Diet soda won’t help you drink yourself skinny. Zero calories in this case don’t mean zero problems. In fact, quite the opposite. Drinking diet soda can increase your risk for heart attacks and diabetes. Don’t believe us? Studies conducted around the country, at places like Harvard and Stanford, have linked diet soda to a host of health problems, including high cholesterol, kidney failure and, yes, weight gain.
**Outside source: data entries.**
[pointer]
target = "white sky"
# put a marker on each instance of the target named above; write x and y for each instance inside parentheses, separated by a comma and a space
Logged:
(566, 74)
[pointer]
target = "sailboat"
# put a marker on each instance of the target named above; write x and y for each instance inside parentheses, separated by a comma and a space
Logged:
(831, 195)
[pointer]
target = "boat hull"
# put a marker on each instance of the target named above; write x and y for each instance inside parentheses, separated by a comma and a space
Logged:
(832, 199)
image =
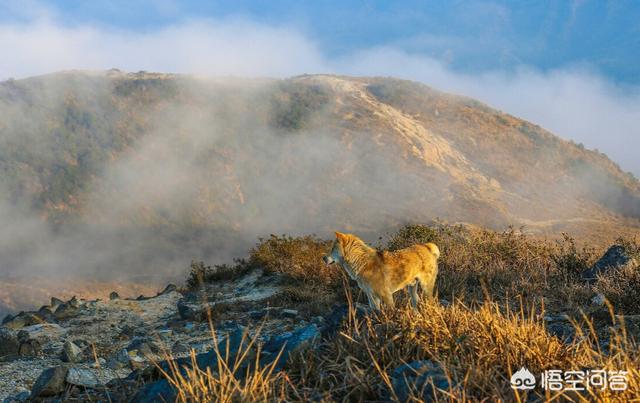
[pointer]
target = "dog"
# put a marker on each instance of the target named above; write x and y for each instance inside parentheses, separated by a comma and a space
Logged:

And you thought that cancer-causing artificial sweeteners would be the biggest deterrent to drinking diet. Not so. Links between artificial sweeteners, like those used to sweeten sugar-free drinks, and cancer have not been fully established, and studies about this link have proven inconclusive. So you’re likely less at risk for developing cancer from drinking diet soda than you are from noticing a weight gain the next time you get on a scale.
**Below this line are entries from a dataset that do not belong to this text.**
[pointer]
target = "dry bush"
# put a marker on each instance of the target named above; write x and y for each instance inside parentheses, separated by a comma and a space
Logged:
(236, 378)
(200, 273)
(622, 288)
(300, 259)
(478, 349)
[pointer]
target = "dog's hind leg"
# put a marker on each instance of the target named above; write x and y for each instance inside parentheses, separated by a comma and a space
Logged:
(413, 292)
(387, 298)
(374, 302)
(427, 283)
Still, you’re doing yourself no favors by drinking diet soda. So put it down, and back away from the refrigerator, because we’re going to show you the reasons why drinking diet soda may slowly be killing you.
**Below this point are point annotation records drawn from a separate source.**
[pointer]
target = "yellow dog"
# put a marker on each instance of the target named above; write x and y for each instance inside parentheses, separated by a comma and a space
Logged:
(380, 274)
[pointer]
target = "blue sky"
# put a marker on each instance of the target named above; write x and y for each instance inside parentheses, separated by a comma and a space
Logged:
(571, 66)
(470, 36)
  • Several studies, including one conducted at Harvard Medical School, have linked diet soda to increased risks for declining kidney function; similar studies on non-diet soda have not.
  • A study released earlier this year found that drinking a can of diet soda every day increased your risks for experiencing a heart attack or stroke by 43%, and that’s before factoring in any pre-existing conditions.
  • Drinking one diet soda every day has been found to increase your risk for developing metabolic syndrome, with symptoms ranging from high cholesterol and belly-centric weight gain (i.e., that spare tire around your waist inflates) to cardiovascular disease and diabetes.
  • Drink two or more diet sodas a day and you confuse your body, since it doesn’t know what to do with the artificial sweeteners used in diet drinks. So it gets used to them, and it passes them through you unprocessed. When it realizes it needs a sweet fix, it sends you into the kitchen, where you’re likely to down more calories than you would have had you simply had a regular soda. In other words, drinking artificially sweetened diet soda tricks your body into thinking sugar is coming. But it isn’t. So your body may store sugar to compensate, defeating any real diet benefits you thought you were getting.
  • The caffeine in diet sodas, in all sodas that aren’t labeled caffeine-free, can trigger short-term side effects including headache, nausea and anxiety. It can also cacuse longer-term side effects such as Parkinson’s disease, Type 2 diabetes, hepatic diseases, and cardiovascular diseases. It can also keep you up at night, which could lead you to snacking at 2 a.m.
  • Diet soda, even without caffeine, has also been found to increase your risk for developing Type 2 diabetes, which is when your body doesn’t produce enough insulin.
  • Alcohol mixed with diet soda will enter your bloodstream faster than if you had ordered a drink with non-diet soda. The more of these mixed-with-non-diet-drinks drinks you drink, the drunker you’ll get, which can lead to a number of serious and potentially life-threatening results.
  • Chemicals in diet soda have been linked to allergic reactions and to exacerbating allergies in people already prone to them. You may break out in hives, become at higher risk for developing asthma or even feel a slight irritation around your eyes if you drink diet.
  • Diet soda is closer in acidity to battery acid than it is to water, which is be bad enough. However, acidic drinks dissolves tooth enamel, and the more tooth enamel that is dissolved the greater your chances for developing cavities (as well as tooth decay).
  • Anecdotal evidence shows that diet soda drinkers, on average, tend to have worse eating habits than people who drink regular soda. Why? Because no one drinks diet for the taste.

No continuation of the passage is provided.